Sur les 3771 bouteilles volées au total, le tribunal a du mal à établir combien sont passées entre les mains de Bernard Martinez : « quand on fait les comptes, il y a toujours des caisses qui s’envolent », observe le président du tribunal. Les deux clients du gérant, les seuls selon lui, Thomas Jeulin et Guillaume Braillon, deux quadragénaires professeurs des écoles dans le Tarn-et-Garonne, estiment qu’ils lui ont acheté 310 bouteilles, pour 66.000 euros. : « On n’a jamais parlé de l’origine mais compte tenu des prix, ils se doutaient que c’était volé », assure Bernard Martinez.

Deux professeurs des écoles passionnés par le vin

Les deux professeurs des écoles ne voient pas du tout les choses de cette façon. Thomas Jeulin raconte qu’ils nourrissent une passion commune pour le vin et décident à partir de 2012 de réaliser des achats de crus sur internet et de revendre. En septembre 2013, ils pensent même à monter une entreprise commerciale, car ils estiment être confrontés à beaucoup de difficultés dans leur métier.

Ils achètent leurs premières bouteilles à Martinez, via le Bon Coin, à partir du printemps 2013, portant leur choix sur du Château Yquem, du Lafitte Rotschild et du Smith Haut-Lafitte à des prix proches du quart de la valeur des bouteilles sur le marché. « Vous achèteriez une voiture neuve au quart de sa valeur ? » interroge le président. « Pourquoi pas si c’est un particulier qui la propose », répond le prévenu.

« Comme une addiction, une chasse aux trésors »

« Mais lorsqu’il s’agit de 15 caisses sans facture et avec un paiement en liquide ? », s’étonne le président. Le professeur des écoles met en avant la relation de confiance instaurée avec Bernard Martinez et évoque les bonnes affaires déjà réalisées auprès de particuliers, qui mettent parfois leurs caves personnelles en vente. « C’était un peu comme une addiction, On voyait ça comme une chasse aux trésors.
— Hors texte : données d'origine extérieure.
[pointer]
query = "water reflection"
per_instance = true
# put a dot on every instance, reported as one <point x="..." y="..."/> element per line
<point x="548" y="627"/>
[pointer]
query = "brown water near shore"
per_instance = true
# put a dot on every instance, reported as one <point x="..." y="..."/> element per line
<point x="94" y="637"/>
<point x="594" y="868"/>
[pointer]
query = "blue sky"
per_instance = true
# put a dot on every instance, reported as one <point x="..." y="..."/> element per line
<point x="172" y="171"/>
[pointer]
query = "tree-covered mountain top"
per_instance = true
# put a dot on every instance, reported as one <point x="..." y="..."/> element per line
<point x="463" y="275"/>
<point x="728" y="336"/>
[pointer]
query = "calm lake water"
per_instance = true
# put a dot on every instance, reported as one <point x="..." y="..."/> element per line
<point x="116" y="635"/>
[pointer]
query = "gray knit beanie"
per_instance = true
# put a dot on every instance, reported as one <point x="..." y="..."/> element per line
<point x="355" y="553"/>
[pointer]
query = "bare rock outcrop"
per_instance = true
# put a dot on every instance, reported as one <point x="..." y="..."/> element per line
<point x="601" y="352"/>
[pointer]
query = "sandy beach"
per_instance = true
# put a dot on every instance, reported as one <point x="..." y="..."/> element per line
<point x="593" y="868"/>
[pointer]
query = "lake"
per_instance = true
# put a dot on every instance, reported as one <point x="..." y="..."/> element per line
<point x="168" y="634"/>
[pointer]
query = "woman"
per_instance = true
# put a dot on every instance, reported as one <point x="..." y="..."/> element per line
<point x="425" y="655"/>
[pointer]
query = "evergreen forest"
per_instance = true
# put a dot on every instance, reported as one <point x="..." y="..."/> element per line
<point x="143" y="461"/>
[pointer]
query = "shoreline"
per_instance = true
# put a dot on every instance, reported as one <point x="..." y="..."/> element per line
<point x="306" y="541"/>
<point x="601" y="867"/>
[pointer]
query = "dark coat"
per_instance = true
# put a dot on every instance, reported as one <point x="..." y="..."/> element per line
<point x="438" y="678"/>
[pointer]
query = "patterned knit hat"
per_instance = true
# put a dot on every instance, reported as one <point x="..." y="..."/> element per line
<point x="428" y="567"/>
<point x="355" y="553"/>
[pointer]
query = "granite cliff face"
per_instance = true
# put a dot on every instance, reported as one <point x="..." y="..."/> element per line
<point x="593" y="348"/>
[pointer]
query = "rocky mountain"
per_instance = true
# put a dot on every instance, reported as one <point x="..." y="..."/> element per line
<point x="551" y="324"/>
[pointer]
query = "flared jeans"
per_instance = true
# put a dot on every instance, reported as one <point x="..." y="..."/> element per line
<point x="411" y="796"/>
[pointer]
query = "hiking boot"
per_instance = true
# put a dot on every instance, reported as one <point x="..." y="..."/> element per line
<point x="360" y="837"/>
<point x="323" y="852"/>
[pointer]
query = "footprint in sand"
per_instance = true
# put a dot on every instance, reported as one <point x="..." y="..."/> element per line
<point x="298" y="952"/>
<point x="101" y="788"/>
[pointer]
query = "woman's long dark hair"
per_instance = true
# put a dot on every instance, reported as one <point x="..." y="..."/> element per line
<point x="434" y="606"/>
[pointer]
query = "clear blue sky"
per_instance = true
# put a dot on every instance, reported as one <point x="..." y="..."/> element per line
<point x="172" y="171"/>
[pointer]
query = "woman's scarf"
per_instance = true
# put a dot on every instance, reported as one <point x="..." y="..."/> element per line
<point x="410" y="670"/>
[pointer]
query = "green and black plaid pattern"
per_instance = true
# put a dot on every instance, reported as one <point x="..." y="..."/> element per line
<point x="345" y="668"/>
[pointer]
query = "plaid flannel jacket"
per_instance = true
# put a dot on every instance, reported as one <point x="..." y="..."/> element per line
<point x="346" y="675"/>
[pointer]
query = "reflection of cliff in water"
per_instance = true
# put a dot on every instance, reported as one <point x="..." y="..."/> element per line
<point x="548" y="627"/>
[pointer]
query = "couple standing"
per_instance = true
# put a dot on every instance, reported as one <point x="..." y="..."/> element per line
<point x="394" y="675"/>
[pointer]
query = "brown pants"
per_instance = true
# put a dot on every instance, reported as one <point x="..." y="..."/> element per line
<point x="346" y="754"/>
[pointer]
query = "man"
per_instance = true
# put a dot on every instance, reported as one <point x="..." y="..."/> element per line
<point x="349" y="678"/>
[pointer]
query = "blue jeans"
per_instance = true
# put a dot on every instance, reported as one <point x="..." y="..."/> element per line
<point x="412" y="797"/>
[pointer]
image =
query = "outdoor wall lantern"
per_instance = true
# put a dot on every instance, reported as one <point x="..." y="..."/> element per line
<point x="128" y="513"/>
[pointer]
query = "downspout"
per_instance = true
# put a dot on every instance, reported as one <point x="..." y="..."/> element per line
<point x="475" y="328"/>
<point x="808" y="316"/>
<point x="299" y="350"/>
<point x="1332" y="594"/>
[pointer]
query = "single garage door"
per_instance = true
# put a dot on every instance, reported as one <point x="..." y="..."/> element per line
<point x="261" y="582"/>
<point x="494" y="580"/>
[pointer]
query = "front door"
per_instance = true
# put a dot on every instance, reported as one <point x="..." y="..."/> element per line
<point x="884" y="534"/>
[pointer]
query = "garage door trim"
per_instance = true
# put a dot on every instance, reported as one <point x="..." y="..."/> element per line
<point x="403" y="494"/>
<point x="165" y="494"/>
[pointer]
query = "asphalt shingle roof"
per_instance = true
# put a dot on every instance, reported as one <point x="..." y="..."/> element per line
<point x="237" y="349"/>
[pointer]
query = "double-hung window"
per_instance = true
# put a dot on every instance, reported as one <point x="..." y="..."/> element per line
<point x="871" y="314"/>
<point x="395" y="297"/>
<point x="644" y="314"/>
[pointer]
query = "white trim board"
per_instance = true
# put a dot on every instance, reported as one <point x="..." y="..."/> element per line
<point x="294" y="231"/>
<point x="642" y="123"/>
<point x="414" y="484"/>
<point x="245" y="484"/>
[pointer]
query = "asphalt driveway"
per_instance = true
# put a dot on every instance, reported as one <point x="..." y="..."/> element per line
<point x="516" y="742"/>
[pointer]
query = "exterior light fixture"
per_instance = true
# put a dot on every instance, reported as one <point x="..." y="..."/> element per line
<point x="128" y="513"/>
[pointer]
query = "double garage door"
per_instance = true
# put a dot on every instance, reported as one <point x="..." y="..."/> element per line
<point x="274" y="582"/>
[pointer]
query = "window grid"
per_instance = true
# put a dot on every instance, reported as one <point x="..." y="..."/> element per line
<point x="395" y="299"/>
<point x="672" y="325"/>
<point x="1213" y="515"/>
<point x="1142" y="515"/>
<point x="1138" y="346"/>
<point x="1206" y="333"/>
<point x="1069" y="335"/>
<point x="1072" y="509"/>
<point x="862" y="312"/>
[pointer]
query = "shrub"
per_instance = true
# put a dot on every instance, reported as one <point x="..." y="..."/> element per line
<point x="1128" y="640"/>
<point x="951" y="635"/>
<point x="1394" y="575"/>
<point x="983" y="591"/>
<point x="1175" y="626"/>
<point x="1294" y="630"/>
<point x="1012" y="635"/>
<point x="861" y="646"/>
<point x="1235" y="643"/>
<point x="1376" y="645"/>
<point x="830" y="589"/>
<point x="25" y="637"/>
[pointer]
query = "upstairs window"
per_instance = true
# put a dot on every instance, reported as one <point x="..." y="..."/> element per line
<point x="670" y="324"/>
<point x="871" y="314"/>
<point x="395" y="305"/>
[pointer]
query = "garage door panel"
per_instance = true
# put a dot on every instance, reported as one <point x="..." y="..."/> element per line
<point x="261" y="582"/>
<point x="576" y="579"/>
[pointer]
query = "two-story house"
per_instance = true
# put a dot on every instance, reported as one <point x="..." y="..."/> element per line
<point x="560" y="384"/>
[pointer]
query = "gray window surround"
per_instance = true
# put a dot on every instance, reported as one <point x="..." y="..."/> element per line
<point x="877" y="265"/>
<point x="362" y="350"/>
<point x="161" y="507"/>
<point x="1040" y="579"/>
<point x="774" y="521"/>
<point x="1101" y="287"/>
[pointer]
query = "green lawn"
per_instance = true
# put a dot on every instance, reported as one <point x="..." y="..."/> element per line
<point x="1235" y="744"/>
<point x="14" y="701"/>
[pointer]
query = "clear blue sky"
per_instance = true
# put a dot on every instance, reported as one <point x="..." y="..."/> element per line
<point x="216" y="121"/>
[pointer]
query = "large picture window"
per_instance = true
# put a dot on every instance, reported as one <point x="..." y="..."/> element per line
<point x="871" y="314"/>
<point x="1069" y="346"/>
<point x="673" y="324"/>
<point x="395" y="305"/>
C’était un loisir et on voulait aussi se prouver qu’on était capable de faire autre chose que notre métier », raconte le quadragénaire.

Le professeur des écoles assure qu’il ne soupçonnait pas que la marchandise soit volée jusqu’à ce que son père, alerté par les volumes en jeu, lui fasse « une leçon de morale », l’avertissant qu’il pouvait être accusé de recel. « Et les achats sur un parking ne vous interpellent pas ? » interroge le président du tribunal. « J’en ai pris conscience trop tard », regrette le prévenu.

Le procès se poursuit, ce mercredi, avec les plaidoiries des parties civiles, le Château Haut-Bailly et la société Barrière frères.